Kutupalong, Bangladesh, 02 Jul (Inforpress) – Centenas de rohingya pediram hoje o apoio da comunidade internacional durante a visita do secretário-geral da ONU, António Guterres, aos campos de refugiados no sudeste do Bangladesh, que abrigam cerca de 915 mil membros dessa minoria muçulmana.

As chuvas e a lama, consequências do período das monções na região, não impediram centenas de rohingya de saírem das suas tendas para pedir ajuda ao secretário-geral da ONU, que está no país em visita oficial de dois dias.

“Queremos voltar à Birmânia como cidadãos dignos, com segurança e com todos os nossos direitos”, disse à agência de notícias espanhola EFE Amir Ahmed, um dos manifestantes no acampamento sobrelotado de Kutupalong.

Os acampamentos no Bangladesh acolhem cerca de 915 mil rohingya, incluindo cerca de 700 mil que chegaram a partir de Agosto e que cruzaram a fronteira da Birmânia com o Bangladesh para escapar à repressão do exército birmanês, que foi desencadeada após o ataque de um grupo rebelde rohingya no oeste do estado de Rakhine.

Um representante dos rohingya em Kutupalong, Mohammad Mohibulla, disse à EFE que entregarão um documento com 13 reivindicações ao secretário-geral da ONU, que está a viajar no país com o presidente do Banco Mundial, Jim Yong Kim.

Mohibulla, que preside à Sociedade Rohingya para os Direitos Humanos de Rakhine, explicou que, entre as reivindicações estão o julgamento daqueles que “cometeram genocídio” contra o seu povo e ainda a compensação pela perda de vidas e bens materiais.

“Queremos que a ONU desloque tropas de maneira ininterrupta para Rakhine.
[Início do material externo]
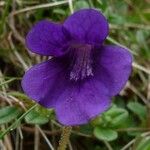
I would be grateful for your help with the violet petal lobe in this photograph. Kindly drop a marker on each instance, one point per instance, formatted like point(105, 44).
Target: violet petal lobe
point(47, 38)
point(114, 67)
point(87, 26)
point(81, 102)
point(41, 82)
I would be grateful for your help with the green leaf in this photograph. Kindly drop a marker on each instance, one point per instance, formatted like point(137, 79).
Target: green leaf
point(105, 134)
point(138, 109)
point(35, 117)
point(144, 144)
point(116, 116)
point(9, 113)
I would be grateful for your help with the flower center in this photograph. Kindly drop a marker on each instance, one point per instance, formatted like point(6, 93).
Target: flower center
point(81, 62)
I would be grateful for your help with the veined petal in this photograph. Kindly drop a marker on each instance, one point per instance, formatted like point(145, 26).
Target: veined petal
point(47, 38)
point(114, 67)
point(44, 82)
point(81, 102)
point(87, 26)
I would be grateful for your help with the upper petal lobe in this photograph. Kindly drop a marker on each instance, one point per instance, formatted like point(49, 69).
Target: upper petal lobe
point(114, 67)
point(47, 38)
point(87, 26)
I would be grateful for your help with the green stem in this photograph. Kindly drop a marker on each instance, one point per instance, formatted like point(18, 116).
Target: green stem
point(64, 140)
point(16, 122)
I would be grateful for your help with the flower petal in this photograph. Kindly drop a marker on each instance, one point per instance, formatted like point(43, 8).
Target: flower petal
point(75, 102)
point(88, 26)
point(47, 38)
point(81, 102)
point(114, 67)
point(41, 82)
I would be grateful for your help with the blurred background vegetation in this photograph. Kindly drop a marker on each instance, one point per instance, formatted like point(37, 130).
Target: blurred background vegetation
point(125, 126)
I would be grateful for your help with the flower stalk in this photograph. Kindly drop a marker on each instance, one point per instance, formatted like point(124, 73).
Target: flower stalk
point(64, 140)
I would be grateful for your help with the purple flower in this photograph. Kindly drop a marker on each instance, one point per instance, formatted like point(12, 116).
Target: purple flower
point(83, 75)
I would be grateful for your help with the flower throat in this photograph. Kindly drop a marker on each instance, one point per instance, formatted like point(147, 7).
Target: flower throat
point(81, 66)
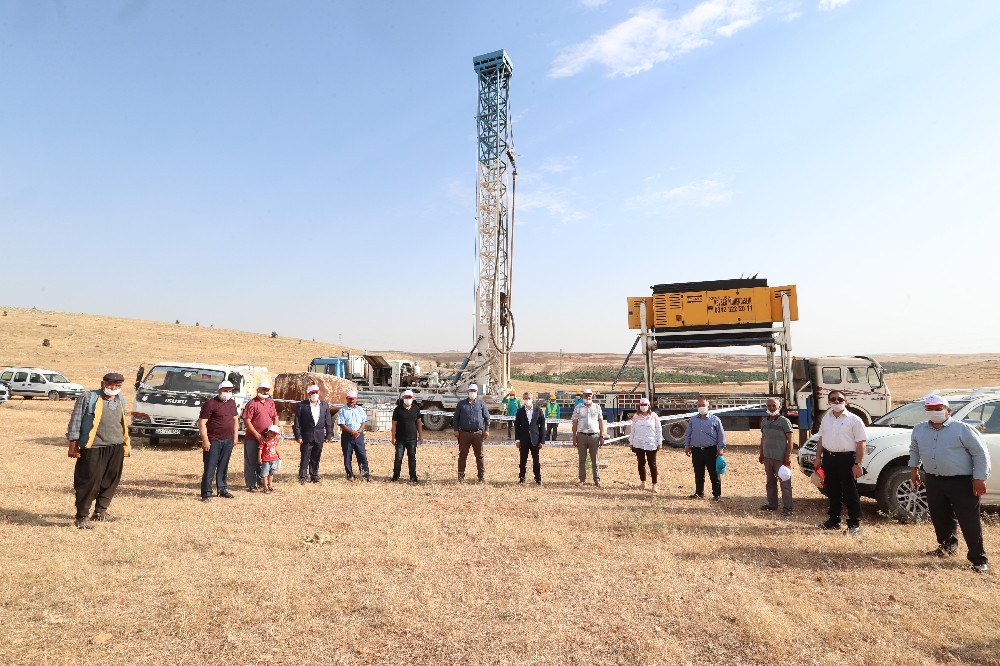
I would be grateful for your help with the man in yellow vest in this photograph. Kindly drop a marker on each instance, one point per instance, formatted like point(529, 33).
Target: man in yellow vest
point(98, 439)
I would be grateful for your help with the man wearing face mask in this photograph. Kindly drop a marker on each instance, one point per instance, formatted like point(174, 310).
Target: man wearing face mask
point(471, 421)
point(219, 426)
point(98, 439)
point(352, 419)
point(704, 441)
point(956, 465)
point(588, 436)
point(775, 451)
point(258, 415)
point(312, 427)
point(529, 436)
point(407, 432)
point(841, 448)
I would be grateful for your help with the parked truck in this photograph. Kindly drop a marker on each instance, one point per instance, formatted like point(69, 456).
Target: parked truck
point(169, 397)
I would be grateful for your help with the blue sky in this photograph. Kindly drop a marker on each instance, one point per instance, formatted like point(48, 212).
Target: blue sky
point(309, 167)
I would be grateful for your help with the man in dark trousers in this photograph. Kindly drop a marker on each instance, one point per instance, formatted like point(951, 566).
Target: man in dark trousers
point(956, 465)
point(219, 426)
point(407, 432)
point(98, 439)
point(529, 436)
point(313, 425)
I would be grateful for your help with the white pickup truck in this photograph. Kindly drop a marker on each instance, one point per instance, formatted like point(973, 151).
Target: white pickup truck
point(886, 463)
point(169, 397)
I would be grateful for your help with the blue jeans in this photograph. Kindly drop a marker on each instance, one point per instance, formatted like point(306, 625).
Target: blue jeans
point(216, 461)
point(409, 446)
point(251, 470)
point(354, 445)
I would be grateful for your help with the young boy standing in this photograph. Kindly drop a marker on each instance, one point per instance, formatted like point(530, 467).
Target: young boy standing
point(268, 456)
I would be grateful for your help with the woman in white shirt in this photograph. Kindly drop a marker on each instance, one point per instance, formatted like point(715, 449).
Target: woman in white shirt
point(645, 437)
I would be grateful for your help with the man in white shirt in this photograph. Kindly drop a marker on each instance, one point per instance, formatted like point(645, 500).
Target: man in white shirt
point(840, 449)
point(588, 435)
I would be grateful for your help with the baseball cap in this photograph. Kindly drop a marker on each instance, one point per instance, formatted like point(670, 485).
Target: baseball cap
point(934, 399)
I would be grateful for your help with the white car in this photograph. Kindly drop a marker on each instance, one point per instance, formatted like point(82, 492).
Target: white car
point(886, 475)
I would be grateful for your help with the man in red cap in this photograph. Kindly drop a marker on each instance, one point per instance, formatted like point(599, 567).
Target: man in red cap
point(98, 439)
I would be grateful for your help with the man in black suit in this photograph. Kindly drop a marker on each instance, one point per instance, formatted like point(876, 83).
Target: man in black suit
point(529, 436)
point(313, 425)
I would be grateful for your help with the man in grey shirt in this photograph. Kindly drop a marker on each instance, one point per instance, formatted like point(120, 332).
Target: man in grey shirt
point(472, 426)
point(956, 465)
point(775, 451)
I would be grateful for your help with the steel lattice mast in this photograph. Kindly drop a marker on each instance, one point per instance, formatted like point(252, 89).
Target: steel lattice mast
point(494, 221)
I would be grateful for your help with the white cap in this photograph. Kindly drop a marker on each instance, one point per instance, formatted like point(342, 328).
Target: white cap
point(933, 400)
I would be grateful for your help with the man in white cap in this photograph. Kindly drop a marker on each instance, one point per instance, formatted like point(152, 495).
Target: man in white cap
point(775, 451)
point(956, 465)
point(312, 427)
point(258, 415)
point(352, 419)
point(219, 426)
point(588, 435)
point(472, 427)
point(407, 432)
Queremos cidadania plena para as pessoas da etnia rohingya”, disse o presidente da associação, ao contrário dos cartões de identificação anunciados pela Birmânia, que os reconheceriam apenas como “bengalis”.

As autoridades birmanesas não reconhecem os rohingya como um grupo étnico distinto, uma vez que os consideram imigrantes do Bangladesh que chegaram de forma ilegal à Birmânia, por isso não lhes atribuem a cidadania ou direitos.
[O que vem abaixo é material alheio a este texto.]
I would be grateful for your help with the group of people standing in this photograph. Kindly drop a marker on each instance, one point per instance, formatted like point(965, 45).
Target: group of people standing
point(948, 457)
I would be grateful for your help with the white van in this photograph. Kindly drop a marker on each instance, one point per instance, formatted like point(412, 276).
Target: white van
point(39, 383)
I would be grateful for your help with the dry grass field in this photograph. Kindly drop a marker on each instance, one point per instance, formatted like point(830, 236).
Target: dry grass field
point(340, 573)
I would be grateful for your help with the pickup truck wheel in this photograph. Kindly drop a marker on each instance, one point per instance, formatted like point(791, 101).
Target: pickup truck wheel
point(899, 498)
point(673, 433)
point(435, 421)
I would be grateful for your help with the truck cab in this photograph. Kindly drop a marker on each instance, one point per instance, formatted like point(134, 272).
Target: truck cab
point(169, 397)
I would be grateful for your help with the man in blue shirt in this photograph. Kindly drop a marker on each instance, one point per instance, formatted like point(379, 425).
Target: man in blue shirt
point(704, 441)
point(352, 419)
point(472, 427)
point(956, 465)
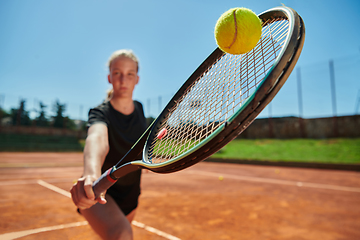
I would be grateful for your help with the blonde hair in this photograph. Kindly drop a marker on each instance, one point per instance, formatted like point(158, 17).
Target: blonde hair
point(121, 53)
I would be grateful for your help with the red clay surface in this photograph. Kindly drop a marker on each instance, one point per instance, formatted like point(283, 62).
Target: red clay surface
point(251, 202)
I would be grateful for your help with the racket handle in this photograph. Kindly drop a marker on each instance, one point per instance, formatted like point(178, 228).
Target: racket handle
point(103, 183)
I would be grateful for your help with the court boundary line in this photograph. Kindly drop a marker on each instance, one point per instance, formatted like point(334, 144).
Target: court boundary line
point(135, 223)
point(19, 234)
point(278, 181)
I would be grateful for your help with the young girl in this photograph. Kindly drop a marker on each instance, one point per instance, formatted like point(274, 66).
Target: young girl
point(114, 126)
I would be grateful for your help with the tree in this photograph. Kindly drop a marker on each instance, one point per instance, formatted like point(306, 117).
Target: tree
point(41, 120)
point(20, 116)
point(59, 119)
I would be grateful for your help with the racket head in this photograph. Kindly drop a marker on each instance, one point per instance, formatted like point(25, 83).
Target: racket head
point(224, 96)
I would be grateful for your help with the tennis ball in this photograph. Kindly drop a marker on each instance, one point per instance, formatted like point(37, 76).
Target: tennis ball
point(238, 30)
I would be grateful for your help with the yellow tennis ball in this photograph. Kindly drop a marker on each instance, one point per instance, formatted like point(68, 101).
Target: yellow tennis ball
point(238, 30)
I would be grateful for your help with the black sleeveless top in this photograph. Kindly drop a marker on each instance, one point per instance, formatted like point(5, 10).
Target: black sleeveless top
point(123, 132)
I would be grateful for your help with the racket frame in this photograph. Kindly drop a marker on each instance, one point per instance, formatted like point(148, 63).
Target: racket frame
point(227, 131)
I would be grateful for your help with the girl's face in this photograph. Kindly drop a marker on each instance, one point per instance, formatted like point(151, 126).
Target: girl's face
point(123, 76)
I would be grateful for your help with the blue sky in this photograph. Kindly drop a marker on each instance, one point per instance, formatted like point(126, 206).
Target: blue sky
point(58, 50)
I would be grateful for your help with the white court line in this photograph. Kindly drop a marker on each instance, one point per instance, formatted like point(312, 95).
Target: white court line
point(154, 230)
point(277, 181)
point(135, 223)
point(14, 235)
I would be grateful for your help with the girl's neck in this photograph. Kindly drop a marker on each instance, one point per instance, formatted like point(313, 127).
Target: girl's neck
point(124, 105)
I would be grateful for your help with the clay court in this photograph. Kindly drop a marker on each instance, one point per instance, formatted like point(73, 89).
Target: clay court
point(250, 202)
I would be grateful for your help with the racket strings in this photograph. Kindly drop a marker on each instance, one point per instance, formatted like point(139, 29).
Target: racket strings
point(218, 94)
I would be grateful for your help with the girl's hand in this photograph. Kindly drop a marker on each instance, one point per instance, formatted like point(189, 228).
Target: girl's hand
point(83, 195)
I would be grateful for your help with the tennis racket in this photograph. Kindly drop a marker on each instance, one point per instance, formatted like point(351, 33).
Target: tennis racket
point(218, 101)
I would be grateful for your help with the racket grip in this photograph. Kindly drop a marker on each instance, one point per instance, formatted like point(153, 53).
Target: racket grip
point(103, 183)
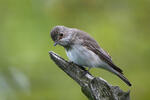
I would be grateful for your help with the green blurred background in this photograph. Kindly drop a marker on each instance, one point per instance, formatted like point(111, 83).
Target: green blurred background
point(121, 27)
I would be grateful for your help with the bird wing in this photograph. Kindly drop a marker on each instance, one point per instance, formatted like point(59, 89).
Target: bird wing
point(92, 45)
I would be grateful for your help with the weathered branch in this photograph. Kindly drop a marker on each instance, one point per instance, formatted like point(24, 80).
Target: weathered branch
point(94, 88)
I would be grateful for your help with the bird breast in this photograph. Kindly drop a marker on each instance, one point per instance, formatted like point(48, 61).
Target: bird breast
point(83, 56)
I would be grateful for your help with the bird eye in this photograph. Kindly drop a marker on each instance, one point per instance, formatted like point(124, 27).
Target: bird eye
point(61, 34)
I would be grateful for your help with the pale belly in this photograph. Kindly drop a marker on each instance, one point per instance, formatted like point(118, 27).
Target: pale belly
point(84, 57)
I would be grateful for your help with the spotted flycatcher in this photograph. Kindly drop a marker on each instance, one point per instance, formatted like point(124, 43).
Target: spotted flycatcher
point(83, 50)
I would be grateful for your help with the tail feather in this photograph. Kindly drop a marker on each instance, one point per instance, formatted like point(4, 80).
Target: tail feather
point(123, 78)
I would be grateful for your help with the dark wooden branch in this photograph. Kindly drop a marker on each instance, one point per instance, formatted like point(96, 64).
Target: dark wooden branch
point(94, 88)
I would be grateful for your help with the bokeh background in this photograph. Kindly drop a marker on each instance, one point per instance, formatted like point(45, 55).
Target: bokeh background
point(121, 27)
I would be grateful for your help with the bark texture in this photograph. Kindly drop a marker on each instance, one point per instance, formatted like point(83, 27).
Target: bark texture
point(95, 88)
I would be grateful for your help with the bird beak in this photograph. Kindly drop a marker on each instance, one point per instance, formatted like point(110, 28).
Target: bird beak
point(55, 43)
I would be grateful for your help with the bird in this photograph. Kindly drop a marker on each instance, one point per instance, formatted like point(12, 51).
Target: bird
point(83, 50)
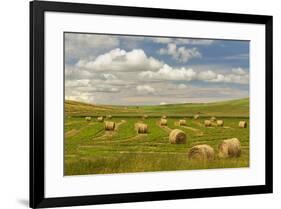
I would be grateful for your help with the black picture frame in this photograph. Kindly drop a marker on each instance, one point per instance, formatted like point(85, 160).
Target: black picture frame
point(37, 196)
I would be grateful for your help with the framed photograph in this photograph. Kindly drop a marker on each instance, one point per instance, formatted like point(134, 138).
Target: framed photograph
point(133, 104)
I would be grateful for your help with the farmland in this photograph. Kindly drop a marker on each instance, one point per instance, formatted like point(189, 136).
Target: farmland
point(89, 149)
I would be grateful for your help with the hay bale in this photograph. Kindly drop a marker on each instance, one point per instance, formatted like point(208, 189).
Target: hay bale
point(88, 118)
point(144, 116)
point(207, 123)
point(213, 119)
point(196, 117)
point(182, 122)
point(242, 124)
point(177, 137)
point(142, 128)
point(100, 119)
point(109, 125)
point(220, 123)
point(230, 148)
point(163, 122)
point(201, 152)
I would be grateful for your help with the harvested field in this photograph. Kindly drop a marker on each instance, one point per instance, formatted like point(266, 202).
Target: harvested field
point(90, 149)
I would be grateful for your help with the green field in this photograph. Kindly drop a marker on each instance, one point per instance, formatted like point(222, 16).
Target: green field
point(89, 149)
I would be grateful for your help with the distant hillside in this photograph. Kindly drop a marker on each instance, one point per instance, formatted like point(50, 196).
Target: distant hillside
point(226, 108)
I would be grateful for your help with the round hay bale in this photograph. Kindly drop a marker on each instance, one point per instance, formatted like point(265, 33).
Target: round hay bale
point(220, 123)
point(242, 124)
point(207, 123)
point(182, 122)
point(163, 122)
point(196, 117)
point(177, 137)
point(201, 152)
point(145, 116)
point(213, 119)
point(100, 119)
point(230, 148)
point(109, 125)
point(142, 128)
point(88, 118)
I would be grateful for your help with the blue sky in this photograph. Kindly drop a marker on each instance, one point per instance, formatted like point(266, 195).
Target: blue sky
point(137, 70)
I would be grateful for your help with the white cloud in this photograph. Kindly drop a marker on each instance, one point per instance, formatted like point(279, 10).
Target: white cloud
point(120, 60)
point(207, 75)
point(239, 71)
point(181, 54)
point(146, 89)
point(169, 73)
point(232, 78)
A pressão internacional levou as autoridades birmanesas e bengalis a assinarem um acordo a 23 de Novembro para a repatriação dos membros da minoria muçulmana rohingya, sendo que os refugiados no Bangladesh iriam voltar para a Birmânia a partir de 23 de Janeiro.

No entanto, sete meses após a assinatura do acordo, o processo formal de repatriamento ainda não começou.